Let us not forget that capitalism is a society in which the ownership of the means of production is concentrated in a small fraction of the population's hands. The majority of people in capitalism do not have large amounts of capital or land that they could invest for a profit; the only important productive asset most people have is their ability to labor. This means that those who own the means of production are in a position of power vis-a-vis others in that society, and thus they are in a position "to demand returns in the form of profit, interest, and rent". Most people, therefore, are not in a position of economic power such that they may extract profit, interest and rent from others.

Let me say a bit more about this to drive the point home. Marxists aren't claiming that capitalists and landowners never derive any income from, say, improvements to their land or labor they expend managing their firms. What fraction of income landlords and capitalist receive as a result of their labor is not, strictly speaking, what angers Marxists. What Marxists see as problematic is that fraction of income that capitalists and landlords receive, just because they are owners of capital or land. Their main complaint is about "money making more money" in a society in which the majority don't have such a luxury and must therefore work for every dollar they earn.


The basic problem here is that the ruling class can only earn profits on the condition that there is a large class of people who do all the labor necessary to produce profits in the first place. The ruling class can only make their massive fortunes on the condition that they own and control the means of production, whereas the majority of us do not. Their social/economic power comes from the fact that they control what we need to survive- jobs on the one hand, and goods and services on the other.

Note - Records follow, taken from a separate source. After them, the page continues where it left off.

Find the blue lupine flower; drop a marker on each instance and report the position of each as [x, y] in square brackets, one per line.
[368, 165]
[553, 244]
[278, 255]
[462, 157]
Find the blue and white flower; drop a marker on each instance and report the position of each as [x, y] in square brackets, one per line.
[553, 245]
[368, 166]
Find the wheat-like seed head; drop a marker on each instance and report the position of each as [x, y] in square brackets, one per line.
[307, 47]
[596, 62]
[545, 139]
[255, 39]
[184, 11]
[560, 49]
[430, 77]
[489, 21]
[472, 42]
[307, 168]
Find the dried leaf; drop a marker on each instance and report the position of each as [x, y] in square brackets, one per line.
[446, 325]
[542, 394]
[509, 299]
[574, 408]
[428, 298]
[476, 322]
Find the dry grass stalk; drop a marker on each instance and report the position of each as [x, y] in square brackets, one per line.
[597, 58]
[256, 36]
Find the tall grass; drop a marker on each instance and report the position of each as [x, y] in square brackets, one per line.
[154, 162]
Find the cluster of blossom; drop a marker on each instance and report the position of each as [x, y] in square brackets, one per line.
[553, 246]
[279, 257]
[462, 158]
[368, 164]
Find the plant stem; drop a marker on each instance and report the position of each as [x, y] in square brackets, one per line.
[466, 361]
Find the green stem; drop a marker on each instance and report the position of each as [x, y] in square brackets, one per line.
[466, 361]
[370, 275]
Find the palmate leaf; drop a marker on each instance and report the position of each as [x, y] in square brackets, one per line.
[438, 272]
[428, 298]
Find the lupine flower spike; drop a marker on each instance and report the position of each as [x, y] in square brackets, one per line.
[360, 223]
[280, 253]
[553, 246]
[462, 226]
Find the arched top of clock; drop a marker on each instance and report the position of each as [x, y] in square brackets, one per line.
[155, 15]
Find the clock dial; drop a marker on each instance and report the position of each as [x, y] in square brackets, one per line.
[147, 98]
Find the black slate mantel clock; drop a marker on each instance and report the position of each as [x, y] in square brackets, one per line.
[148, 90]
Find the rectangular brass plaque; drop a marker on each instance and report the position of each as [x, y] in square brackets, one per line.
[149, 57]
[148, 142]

And as any child can tell you, if all the workers in a society simply stop working, the whole society grinds to a halt. If they were to stop working indefinitely, the ruling class would wither on the vine- they wouldn't even be able to continue to eat and procure their own means of subsistence. What this shows is that they are plainly dependent on a system of social labor. This is why the ruling class pulls out all the stops to prevent and to break strikes. Ruling class persons, then, are hardly self-created, isolated producers who create something out of nothing. They occupy a particular place in the economic system, and it is in virtue of their place vis-a-vis production that they are able to have the power they have, and earn the incomes that they do. So to say that there is some sense in which they "deserve" their pre-tax income is absurd. To say that they it is an illegitimate intervention into their private affairs for them to be taxed is patently false: their pre-tax income is only possible because of a massive, public system of social labor (which is not ignored at production time, but is happily ignored at tax time). Their income is not a private affair- they need the rest of us who do the work if they are to earn it! When the day comes that the ruling class produces everything they have entirely by themselves, on a deserted island, without the help of anyone else, then perhaps their complaint will have some merit. But of course they wouldn't be a ruling class anymore in such a case- they'd just be some weird person on a island who makes all their own stuff. They'd have no power over us and they'd have no way of exploiting our labor for profit.

But as long as they need the rest of us to have what they have, they should dispense with the bogus talk about the "privateness" of what they earn. It is public in every sense of the word- and it is justly taxed by society in order to fund the basic institutions, services, and goods that are required if any society is to flourish.

But though socialists support the demand to tax the rich, this isn't the goal of socialist politics. The goal of socialist politics isn't to achieve an "optimum" (whatever that would be) level of taxation on the ruling class; the goal of socialist politics is to transform society in such a way that there is no ruling class. The goal is to bring the basic structure of society under the democratic control of the people, rather than leaving it under the dictatorial control of the capitalist class.